Déruchette joignit ses deux mains comme une suppliante, et regarda celui qui lui parlait, muette, l’oeil fixe, tremblante de la tête aux pieds.

La voix reprit :

- Je vous aime. Dieu n’a pas fait le coeur de l’homme pour qu’il se taise. Puisque Dieu promet l’éternité, c’est qu’il veut qu’on soit deux. Il y a pour moi sur la terre une femme, c’est vous. Je pense à vous comme à une prière. Ma foi est en Dieu et mon espérance est en vous. Les ailes que j’ai, c’est vous qui les portez. Vous êtes ma vie, et déjà mon ciel.

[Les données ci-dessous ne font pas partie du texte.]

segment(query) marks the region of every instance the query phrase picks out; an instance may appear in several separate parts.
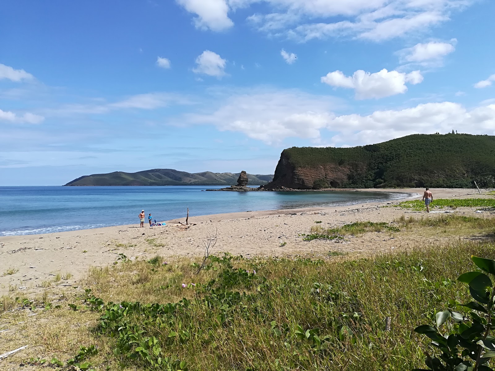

- Monsieur, dit Déruchette, il n’y a personne pour répondre dans la maison.

La voix s’éleva de nouveau :

- J’ai fait ce doux songe. Dieu ne défend pas les songes. Vous me faites l’effet d’une gloire. Je vous aime passionnément, mademoiselle. La sainte innocence, c’est vous. Je sais que c’est l’heure où l’on est couché, mais je n’avais pas le choix d’un autre moment. Vous rappelez-vous ce passage de la Bible qu’on nous a lu ? Genèse, chapitre vingt-cinq. J’y ai toujours songé depuis. Je l’ai relu souvent. Le révérend Hérode me disait : il vous faut une femme riche. Je lui ai répondu : non, il me faut une femme pauvre. Mademoiselle, je vous parle sans approcher, je me reculerai même si vous ne voulez pas que mon ombre touche vos pieds. C’est vous qui êtes la souveraine ; vous viendrez à moi si vous voulez.